Already a highly regarded lecturer of mathematics at the Academy of Wrocław, he was introduced to Jan III Sobieski in 1678, when the monarch asked the general of the Jesuit order to designate a preceptor for the eldest of his sons, Jakub Ludwik. In 1680 the famous mathematician arrived in Warsaw, where in 1681–1695 he was accommodated in a professors house and lectured at the Jesuit college. He also acted as the court chaplain and a titular missionarius aulicus (1685–1690), and one year later received also the title of mathematicus regius. The same year (1691) Sobieski appointed the Jesuit his court librarian.

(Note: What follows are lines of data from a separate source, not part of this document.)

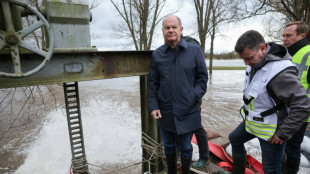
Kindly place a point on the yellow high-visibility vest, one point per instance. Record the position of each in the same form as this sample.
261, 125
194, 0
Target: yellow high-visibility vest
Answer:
257, 102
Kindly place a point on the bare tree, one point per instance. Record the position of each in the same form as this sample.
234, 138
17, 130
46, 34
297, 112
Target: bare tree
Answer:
203, 12
210, 14
140, 18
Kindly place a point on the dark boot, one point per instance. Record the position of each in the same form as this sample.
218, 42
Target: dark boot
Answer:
239, 162
186, 165
171, 163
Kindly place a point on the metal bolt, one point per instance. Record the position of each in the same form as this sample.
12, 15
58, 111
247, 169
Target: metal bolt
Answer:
11, 39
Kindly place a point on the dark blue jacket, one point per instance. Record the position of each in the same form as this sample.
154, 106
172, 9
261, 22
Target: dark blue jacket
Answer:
177, 81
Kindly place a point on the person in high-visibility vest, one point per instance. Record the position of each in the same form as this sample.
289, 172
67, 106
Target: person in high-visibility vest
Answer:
275, 102
295, 39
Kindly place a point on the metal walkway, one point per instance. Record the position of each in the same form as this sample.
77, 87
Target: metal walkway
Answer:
79, 163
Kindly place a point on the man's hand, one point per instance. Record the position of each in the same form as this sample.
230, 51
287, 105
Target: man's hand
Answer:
156, 114
275, 140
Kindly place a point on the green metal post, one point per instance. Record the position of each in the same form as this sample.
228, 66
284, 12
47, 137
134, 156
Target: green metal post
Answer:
149, 127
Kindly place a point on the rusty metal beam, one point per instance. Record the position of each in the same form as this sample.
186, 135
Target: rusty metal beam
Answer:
76, 65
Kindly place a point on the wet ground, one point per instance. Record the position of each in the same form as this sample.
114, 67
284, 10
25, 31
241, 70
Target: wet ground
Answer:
220, 108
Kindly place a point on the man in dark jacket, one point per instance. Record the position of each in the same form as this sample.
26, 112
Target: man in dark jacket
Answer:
275, 102
295, 39
177, 81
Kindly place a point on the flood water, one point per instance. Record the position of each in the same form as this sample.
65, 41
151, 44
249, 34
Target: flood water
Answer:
110, 112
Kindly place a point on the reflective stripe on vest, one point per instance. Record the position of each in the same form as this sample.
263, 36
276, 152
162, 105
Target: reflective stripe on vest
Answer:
261, 126
301, 60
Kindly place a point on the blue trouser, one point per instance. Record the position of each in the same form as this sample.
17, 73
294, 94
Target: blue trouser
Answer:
272, 155
202, 141
292, 149
172, 141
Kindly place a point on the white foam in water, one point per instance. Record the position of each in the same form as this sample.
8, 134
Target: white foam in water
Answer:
112, 135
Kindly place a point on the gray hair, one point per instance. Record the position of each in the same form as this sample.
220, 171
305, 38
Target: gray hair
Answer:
179, 20
251, 39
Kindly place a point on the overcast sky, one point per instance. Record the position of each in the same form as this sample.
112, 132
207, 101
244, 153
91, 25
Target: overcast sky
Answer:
105, 17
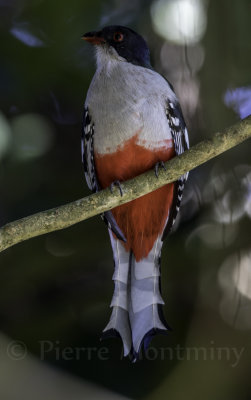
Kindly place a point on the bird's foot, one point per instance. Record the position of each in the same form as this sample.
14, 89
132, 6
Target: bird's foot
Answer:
159, 165
116, 183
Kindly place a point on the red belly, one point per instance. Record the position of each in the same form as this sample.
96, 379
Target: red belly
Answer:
143, 219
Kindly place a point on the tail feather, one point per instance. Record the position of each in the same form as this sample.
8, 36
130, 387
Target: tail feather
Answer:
119, 324
146, 301
137, 303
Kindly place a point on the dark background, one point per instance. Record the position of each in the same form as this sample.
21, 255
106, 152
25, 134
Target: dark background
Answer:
58, 287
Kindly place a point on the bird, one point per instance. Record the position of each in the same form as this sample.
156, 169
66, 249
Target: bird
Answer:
132, 122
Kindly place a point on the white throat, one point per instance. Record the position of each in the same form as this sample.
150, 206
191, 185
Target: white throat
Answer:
107, 58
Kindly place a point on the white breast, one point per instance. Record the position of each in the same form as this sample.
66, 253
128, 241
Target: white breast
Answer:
124, 100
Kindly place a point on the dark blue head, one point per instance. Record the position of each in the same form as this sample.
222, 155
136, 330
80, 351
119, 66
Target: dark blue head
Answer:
126, 42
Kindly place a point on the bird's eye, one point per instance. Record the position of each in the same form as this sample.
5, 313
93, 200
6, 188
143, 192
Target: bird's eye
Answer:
118, 37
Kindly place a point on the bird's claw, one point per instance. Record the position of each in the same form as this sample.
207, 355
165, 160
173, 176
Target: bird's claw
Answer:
116, 183
159, 165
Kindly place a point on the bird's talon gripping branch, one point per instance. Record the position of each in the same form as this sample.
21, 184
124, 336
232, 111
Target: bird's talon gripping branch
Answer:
159, 165
116, 183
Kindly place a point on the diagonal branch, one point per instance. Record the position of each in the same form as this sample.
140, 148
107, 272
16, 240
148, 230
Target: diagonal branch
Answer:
79, 210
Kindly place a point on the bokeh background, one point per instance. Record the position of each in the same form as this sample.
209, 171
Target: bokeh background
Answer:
55, 290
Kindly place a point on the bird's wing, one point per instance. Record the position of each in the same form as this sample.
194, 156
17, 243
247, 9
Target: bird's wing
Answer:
181, 143
87, 142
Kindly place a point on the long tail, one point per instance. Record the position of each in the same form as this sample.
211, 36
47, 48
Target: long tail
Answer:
119, 323
145, 310
137, 303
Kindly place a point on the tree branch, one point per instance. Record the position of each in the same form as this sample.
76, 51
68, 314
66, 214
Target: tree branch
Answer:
79, 210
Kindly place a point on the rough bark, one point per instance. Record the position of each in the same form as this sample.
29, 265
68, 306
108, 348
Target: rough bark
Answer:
69, 214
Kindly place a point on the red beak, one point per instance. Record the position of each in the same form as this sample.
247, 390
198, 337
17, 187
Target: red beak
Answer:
93, 38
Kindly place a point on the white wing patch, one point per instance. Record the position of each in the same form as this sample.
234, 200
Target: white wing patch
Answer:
181, 143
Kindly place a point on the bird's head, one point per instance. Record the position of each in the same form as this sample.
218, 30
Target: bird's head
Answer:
121, 43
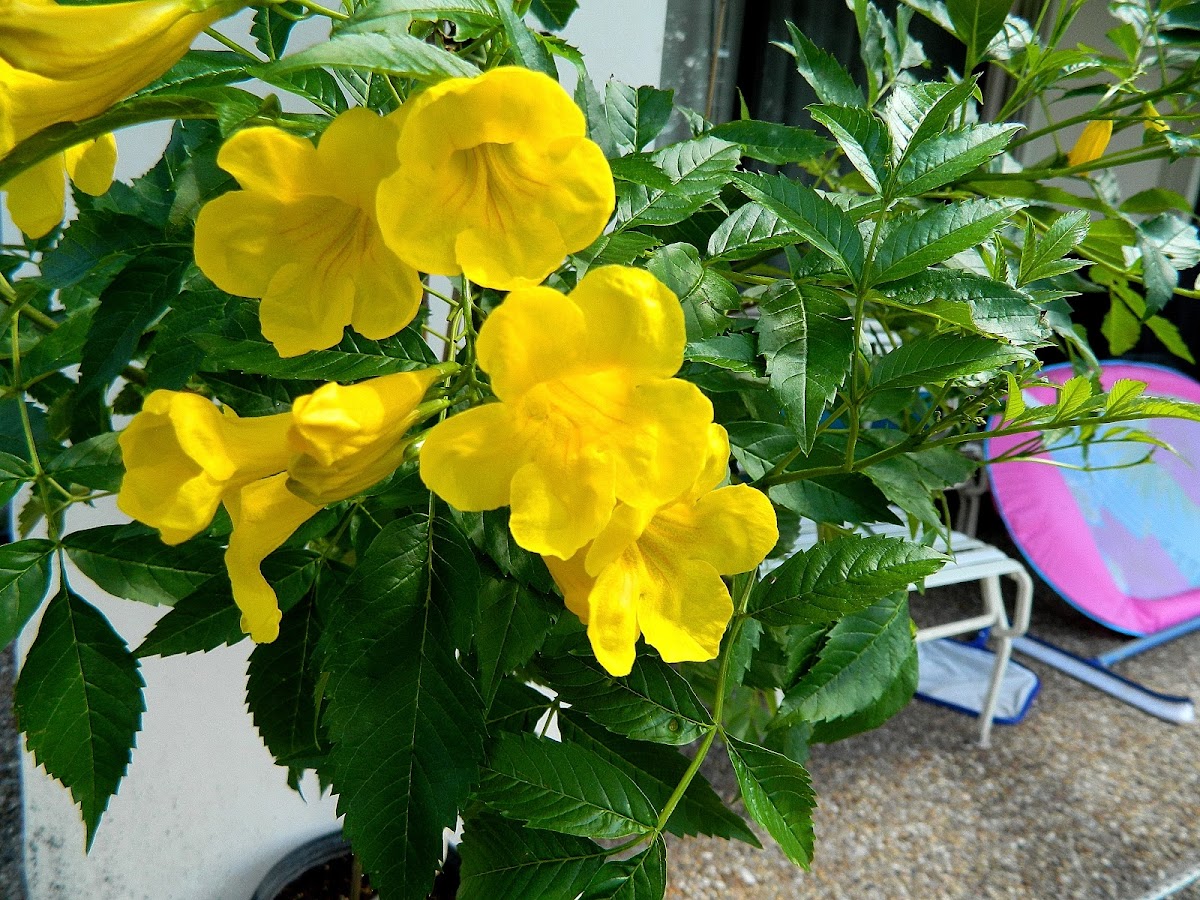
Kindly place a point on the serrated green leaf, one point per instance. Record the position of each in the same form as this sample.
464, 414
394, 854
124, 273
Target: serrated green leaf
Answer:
840, 576
640, 877
941, 358
819, 221
808, 337
131, 562
697, 169
949, 156
281, 685
127, 306
862, 137
15, 473
405, 719
859, 660
505, 861
653, 702
658, 771
94, 463
825, 75
24, 580
892, 701
564, 789
517, 621
750, 229
635, 115
78, 701
1044, 258
917, 241
779, 796
388, 53
769, 142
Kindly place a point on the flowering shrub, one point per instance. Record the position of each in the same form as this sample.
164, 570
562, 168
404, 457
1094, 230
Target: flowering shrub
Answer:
537, 489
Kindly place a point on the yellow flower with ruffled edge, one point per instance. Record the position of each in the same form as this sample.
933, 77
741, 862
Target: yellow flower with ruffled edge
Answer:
184, 456
1092, 142
588, 413
658, 573
301, 234
64, 64
37, 196
497, 180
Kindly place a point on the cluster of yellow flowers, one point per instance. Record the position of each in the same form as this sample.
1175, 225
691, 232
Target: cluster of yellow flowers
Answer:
611, 465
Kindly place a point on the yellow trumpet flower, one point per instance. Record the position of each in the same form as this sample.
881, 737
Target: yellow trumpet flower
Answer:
64, 64
37, 196
497, 180
588, 413
301, 234
658, 573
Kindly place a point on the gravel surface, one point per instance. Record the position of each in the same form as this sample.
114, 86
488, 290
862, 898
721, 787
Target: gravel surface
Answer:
1085, 798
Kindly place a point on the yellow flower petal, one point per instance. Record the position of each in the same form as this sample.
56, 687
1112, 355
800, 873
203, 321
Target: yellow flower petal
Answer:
37, 196
183, 456
469, 459
264, 515
90, 165
634, 321
684, 615
70, 63
613, 613
534, 336
348, 438
303, 235
497, 179
558, 505
1092, 142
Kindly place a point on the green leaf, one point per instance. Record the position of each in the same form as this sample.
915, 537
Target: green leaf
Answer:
94, 463
1044, 258
819, 221
281, 685
517, 623
658, 771
951, 155
935, 359
553, 13
862, 137
972, 301
405, 719
697, 171
24, 580
840, 576
388, 53
653, 702
808, 339
505, 861
857, 664
706, 295
976, 22
564, 789
891, 702
636, 115
749, 231
15, 473
127, 306
823, 73
779, 796
777, 144
131, 562
78, 701
640, 877
918, 241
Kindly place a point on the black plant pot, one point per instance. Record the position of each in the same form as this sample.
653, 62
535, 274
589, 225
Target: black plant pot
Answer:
329, 859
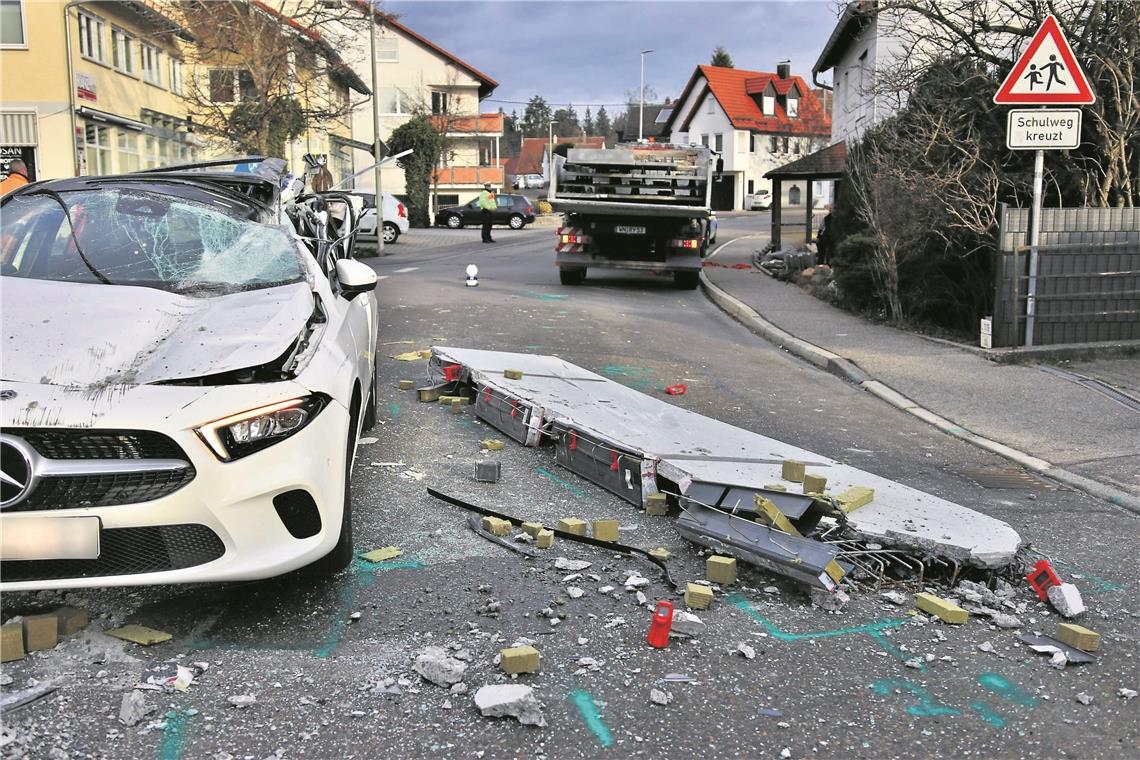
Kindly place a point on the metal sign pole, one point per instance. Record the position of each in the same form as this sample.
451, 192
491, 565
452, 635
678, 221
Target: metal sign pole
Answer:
1031, 296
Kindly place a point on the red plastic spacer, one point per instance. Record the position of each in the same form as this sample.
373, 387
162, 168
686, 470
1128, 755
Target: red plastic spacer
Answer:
1041, 578
660, 626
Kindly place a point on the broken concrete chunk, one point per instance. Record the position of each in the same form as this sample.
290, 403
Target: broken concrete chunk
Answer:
133, 708
946, 611
383, 554
792, 471
686, 624
698, 597
510, 700
831, 601
721, 570
140, 635
1066, 599
520, 660
572, 525
1079, 637
571, 565
436, 664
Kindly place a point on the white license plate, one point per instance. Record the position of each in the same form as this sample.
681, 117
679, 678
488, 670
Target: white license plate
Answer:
33, 537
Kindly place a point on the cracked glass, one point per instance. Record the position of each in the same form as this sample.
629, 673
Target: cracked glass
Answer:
120, 236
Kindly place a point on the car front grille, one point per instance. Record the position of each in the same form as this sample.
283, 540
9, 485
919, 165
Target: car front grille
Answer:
79, 468
127, 552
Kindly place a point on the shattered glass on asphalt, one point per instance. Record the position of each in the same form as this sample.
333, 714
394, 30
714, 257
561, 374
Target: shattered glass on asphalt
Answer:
133, 237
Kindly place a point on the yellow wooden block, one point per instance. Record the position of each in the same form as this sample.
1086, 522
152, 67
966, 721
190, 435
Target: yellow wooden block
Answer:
941, 609
854, 498
1079, 637
140, 635
814, 483
770, 515
572, 525
382, 555
607, 530
721, 570
792, 471
698, 597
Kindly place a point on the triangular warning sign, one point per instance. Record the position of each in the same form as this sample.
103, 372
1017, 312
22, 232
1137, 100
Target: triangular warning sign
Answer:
1047, 73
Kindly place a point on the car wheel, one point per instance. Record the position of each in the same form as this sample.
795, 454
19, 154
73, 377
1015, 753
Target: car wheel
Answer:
571, 276
686, 280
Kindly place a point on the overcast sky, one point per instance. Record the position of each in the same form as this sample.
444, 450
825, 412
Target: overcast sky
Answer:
586, 51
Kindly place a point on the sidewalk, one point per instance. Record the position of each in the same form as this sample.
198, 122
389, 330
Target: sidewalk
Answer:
1041, 421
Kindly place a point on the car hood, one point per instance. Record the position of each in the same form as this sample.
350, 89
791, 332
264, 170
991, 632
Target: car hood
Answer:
91, 335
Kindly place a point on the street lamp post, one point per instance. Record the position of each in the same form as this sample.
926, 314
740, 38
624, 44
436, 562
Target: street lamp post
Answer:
641, 113
375, 131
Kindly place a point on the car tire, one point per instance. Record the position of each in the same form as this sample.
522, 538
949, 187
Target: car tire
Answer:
686, 280
341, 555
571, 276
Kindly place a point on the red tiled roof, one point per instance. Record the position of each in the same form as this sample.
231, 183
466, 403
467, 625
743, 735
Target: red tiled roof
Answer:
733, 88
487, 84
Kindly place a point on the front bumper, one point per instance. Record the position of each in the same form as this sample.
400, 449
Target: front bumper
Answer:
220, 526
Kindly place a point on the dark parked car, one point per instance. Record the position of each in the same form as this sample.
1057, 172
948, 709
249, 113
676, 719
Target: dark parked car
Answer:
515, 211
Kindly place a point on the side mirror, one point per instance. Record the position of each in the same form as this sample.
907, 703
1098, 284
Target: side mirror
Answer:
355, 277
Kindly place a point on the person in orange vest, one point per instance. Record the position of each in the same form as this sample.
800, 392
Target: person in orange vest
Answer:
17, 177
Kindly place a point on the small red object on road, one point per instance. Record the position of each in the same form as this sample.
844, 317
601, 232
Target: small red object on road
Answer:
1041, 578
659, 628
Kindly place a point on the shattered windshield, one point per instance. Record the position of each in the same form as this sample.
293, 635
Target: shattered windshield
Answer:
127, 236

The scope of scientific topics of interest to Kochański included the problem of a universal language, statistics, geomagnetism, construction of clockwork mechanisms, a universal weight as well as the quadrature of a circle and of magic squares. He wrote a treatise on mathematics and a number of innovative papers on mathematics and physics, published by the Leipzig paper “Acta Eruditorum” for which he wrote in 1682–1696. Another one of his works, “Mirabilia Chronometrica”, published in the 9th volume of “Technica Curiosa” by Gaspar Schott (Würzburg 1664), is considered the oldest clockmakers textbook in the history of European literature. Kochański invented the pendulum for a magnetic pocket watch (1667), worked on the construction of a pendulum clock for the measurement of the nautical longitude, and was the first to construct a spring pendulum. In cooperation with the astronomer Johannes Hevelius, Kochański executed a stucco sundial which decorates the main body of the Wilanów Palace. He dedicated his complete works (31 in total) to Jan III Sobieski.

As a librarian, he travelled to Gdańsk to obtain for the royal collection the legacy of Hevelius (who died in 1686). He looked after the king’s collection of books amassed in Wilanów and Warsaw. The latter collection was listed by Kochański, presumably in preparation for the ensuing transport to Zhovkva [Żółkiew] or its transfer to another owner. In 1695 Kochański left the court and went to take a cure in the Cieplice spa, from which he never returned. The Jesuit remained in contact with numerous European scholars, including the physicist Philip Sachs and the philosopher and mathematician Gottfried Leibniz.

Kochański’s extant manuscripts are dispersed. His planned works remained unrealized and the accomplished ones are preserved incomplete. More and more falling into a decline towards the end of his life, the scholar died in Cieplice in May 1700.